Une histoire est-elle terminée pour autant lorsqu'elle est enterrée ?

Mon père est enterré. Retour en France.

Mon voisin de palier est juif. Je le déteste. Mais comme je l'ai déjà expliqué je ne vois pourtant pas de différence entre lui et moi. Lui par exemple je n'ai jamais vu sa quéquette ! Faut dire que cela ne m'aurait pas avancé, bien au contraire, cela aurait pu ajouter à ma confusion ! Enfant je ne savais donc pas qu'il était Juif. Nous étions voisin, mais aussi camarade de classe et je croyais même copain... Pourtant ce gamin passait son temps à me frapper. J'ai donc fini logiquement par le détester. Pas parce qu'il était Juif. Non juste parce qu'il était con.

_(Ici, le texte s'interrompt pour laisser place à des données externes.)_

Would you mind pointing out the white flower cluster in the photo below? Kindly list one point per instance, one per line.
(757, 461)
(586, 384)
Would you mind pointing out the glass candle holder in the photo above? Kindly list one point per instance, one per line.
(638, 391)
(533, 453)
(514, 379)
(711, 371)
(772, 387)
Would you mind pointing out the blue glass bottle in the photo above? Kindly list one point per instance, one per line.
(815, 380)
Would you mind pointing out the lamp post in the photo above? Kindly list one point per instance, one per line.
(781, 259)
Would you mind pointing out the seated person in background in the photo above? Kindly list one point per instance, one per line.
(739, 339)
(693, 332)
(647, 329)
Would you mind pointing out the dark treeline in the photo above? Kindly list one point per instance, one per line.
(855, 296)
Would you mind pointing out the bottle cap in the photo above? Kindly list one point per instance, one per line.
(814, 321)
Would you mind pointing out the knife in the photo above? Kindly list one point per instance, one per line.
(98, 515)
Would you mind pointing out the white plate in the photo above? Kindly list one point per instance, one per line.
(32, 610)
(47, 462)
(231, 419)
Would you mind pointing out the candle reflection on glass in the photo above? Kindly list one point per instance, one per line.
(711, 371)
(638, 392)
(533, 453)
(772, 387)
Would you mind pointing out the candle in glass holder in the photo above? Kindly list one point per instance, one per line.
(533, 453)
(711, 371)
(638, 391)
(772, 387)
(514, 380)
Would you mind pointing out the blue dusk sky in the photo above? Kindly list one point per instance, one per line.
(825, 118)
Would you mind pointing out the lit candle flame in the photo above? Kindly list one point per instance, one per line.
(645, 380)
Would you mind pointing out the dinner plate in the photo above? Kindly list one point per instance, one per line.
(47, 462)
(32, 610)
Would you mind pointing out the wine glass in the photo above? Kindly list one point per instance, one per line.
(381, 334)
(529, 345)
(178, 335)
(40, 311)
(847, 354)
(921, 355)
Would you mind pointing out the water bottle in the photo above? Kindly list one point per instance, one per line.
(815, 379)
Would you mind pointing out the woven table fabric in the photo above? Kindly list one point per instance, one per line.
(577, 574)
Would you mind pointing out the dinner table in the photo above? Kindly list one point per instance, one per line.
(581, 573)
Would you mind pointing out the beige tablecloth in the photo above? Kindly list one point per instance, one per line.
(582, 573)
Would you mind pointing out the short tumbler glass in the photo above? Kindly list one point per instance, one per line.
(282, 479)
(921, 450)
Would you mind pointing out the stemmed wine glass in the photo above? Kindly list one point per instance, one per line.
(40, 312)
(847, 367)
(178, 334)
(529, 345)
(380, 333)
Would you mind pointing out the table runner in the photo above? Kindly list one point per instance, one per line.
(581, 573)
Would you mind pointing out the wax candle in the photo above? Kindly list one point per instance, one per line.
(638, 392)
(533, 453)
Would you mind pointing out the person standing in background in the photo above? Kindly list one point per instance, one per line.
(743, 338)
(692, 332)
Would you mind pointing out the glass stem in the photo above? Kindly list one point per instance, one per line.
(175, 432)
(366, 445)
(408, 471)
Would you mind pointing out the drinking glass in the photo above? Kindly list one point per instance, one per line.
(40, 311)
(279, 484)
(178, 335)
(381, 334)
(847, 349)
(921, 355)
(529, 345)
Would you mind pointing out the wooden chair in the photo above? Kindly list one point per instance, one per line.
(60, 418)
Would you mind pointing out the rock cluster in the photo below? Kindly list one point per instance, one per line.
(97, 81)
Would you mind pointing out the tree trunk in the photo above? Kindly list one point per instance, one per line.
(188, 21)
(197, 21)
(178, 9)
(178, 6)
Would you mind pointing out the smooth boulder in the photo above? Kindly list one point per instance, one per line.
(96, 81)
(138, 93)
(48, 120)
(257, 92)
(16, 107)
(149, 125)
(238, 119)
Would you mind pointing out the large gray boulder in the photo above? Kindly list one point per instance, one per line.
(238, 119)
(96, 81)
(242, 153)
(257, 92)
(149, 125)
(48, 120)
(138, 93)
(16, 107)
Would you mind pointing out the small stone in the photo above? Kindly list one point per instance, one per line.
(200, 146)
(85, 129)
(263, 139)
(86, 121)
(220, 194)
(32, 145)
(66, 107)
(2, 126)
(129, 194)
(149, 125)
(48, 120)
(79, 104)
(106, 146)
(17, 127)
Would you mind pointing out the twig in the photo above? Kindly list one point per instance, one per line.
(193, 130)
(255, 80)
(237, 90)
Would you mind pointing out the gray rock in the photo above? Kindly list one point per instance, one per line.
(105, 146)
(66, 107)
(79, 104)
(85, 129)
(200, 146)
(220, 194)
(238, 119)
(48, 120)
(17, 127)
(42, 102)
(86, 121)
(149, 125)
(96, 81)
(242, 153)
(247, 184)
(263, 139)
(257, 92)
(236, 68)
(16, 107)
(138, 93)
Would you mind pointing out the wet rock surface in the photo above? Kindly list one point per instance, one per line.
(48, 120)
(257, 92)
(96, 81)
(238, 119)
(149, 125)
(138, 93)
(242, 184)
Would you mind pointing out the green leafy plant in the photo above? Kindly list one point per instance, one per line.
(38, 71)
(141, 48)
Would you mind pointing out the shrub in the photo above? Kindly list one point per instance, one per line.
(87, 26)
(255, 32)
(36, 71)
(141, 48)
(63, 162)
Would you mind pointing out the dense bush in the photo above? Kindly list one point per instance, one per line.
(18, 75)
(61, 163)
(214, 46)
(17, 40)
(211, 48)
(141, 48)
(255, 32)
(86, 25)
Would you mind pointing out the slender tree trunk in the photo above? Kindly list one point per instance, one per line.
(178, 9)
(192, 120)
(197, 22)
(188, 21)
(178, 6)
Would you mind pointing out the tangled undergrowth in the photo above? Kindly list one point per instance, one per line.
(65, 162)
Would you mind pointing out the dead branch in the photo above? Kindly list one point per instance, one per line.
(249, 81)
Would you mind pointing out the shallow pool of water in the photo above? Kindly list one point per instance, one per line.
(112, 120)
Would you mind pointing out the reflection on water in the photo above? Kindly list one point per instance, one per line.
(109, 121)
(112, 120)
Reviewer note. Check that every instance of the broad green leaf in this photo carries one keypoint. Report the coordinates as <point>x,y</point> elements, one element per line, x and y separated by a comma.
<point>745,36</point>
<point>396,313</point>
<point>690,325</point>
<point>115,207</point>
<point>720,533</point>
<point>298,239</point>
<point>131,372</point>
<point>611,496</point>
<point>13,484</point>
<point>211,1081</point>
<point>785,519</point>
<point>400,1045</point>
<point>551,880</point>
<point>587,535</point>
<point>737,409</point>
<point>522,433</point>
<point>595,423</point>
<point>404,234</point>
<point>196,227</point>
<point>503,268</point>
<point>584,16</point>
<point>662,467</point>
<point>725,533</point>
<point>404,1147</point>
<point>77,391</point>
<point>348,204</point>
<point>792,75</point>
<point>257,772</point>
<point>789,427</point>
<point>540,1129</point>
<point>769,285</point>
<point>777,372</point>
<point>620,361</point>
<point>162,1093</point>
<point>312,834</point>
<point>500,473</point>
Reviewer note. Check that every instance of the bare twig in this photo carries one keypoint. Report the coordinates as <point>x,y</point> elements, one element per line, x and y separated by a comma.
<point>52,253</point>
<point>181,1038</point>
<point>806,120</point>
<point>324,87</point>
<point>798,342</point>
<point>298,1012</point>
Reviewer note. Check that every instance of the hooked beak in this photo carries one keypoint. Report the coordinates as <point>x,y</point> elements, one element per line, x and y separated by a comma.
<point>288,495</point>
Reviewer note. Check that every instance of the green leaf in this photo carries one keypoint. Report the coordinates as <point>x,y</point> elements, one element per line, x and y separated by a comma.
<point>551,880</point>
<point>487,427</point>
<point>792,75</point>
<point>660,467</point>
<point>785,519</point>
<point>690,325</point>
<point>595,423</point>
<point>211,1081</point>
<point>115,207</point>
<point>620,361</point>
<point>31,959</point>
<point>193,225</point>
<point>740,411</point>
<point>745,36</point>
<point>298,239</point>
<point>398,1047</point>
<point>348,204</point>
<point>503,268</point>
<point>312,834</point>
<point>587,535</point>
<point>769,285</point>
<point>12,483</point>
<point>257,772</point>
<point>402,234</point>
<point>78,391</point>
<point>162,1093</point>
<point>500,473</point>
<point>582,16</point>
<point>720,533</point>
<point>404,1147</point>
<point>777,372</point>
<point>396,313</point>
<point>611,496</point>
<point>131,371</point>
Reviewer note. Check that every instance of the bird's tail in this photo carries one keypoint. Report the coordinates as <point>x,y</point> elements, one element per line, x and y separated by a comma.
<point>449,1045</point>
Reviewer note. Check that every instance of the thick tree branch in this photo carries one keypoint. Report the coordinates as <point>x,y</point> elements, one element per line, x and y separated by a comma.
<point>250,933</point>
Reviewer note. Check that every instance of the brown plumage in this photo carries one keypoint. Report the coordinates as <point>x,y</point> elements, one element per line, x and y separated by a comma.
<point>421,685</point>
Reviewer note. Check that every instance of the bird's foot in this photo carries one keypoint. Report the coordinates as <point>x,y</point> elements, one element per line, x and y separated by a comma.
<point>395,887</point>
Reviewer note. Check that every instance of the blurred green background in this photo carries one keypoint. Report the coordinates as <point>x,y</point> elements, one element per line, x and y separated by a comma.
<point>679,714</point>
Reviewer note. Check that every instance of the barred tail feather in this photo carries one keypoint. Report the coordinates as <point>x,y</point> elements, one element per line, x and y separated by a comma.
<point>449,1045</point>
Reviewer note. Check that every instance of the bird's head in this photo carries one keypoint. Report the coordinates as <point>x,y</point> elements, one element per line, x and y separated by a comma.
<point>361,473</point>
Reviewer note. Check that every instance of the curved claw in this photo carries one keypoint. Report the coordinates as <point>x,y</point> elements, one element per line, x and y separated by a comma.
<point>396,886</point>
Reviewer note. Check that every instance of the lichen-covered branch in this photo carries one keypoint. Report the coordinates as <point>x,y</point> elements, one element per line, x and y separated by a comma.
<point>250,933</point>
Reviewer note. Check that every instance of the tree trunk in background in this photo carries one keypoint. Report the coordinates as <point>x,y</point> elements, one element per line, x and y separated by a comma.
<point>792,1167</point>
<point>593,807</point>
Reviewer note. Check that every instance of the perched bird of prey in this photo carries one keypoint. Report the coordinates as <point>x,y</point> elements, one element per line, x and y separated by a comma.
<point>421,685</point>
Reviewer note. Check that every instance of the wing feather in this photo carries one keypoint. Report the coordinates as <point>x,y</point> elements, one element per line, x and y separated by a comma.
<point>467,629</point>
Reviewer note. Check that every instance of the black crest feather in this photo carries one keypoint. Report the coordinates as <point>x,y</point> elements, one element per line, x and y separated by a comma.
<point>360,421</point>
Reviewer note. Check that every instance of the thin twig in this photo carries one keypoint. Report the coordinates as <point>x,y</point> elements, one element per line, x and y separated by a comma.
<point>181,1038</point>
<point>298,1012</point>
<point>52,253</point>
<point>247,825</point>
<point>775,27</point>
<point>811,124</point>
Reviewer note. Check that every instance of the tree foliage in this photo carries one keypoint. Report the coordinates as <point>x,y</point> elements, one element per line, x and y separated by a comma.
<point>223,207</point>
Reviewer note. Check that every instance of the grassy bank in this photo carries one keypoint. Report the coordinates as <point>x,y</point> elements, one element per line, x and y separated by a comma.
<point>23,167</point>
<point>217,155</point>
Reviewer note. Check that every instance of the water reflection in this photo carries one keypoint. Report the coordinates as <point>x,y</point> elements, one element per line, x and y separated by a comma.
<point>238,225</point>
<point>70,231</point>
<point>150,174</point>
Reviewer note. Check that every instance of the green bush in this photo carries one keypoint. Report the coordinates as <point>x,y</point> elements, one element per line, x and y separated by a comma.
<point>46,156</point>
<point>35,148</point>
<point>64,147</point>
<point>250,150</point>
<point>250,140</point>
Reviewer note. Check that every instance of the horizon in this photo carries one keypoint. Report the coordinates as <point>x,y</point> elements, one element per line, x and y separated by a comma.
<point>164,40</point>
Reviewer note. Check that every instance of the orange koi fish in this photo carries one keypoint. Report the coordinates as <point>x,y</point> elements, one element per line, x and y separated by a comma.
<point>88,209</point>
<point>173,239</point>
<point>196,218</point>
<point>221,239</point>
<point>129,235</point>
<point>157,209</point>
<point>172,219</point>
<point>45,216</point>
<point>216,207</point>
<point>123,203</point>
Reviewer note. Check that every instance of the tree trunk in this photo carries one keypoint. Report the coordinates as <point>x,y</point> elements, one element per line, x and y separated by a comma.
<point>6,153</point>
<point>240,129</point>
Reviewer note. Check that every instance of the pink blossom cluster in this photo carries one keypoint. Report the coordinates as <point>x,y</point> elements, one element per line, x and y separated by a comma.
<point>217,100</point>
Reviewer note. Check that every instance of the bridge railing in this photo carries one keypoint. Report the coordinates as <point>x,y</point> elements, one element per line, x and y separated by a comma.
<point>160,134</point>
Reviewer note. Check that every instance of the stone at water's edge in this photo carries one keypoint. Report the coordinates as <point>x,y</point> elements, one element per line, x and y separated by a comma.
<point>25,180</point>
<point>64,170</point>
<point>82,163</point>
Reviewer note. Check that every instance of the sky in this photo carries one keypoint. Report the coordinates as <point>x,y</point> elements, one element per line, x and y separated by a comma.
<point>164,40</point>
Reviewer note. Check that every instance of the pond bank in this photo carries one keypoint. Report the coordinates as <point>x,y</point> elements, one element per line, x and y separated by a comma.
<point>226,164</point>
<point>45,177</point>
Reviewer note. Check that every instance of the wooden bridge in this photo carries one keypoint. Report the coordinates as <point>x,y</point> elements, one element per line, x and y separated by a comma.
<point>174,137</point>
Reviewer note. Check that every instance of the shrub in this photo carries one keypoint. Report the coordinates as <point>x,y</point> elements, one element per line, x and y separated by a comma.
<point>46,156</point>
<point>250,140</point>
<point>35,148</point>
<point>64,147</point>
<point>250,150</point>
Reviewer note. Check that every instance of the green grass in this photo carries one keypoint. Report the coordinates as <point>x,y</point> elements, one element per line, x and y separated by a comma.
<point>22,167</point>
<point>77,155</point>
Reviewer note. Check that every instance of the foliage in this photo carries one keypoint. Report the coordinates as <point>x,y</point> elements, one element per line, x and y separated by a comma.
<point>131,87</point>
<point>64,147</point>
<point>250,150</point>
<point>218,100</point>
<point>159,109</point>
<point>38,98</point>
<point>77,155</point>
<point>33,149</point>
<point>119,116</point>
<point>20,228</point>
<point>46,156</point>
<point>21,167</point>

Curb Your Enthusiasm - 2000

Ses parents, comme d'autres voisins, ont été très affectés par la mort de mon père. Ils s'aimaient bien. En Tunisie, mon père a acheté un cadeau, un cendrier fait main, assez laid. Ma mission est donc de l'offrir à un ami, un couturier que mon père aimait beaucoup. Juif lui aussi. Je dois par la même occasion lui annoncer la mort de son ami. Je me rends dans sa boutique. Je lui offre le cadeau, qu'il ne déballe pas, et il me demande pourquoi mon père ne l'a pas apporté lui-même ? La nouvelle est un choc et son émotion me bouleverse tant elle est sincère. Il me laisse planté là pour partir pleurer dans son arrière-boutique.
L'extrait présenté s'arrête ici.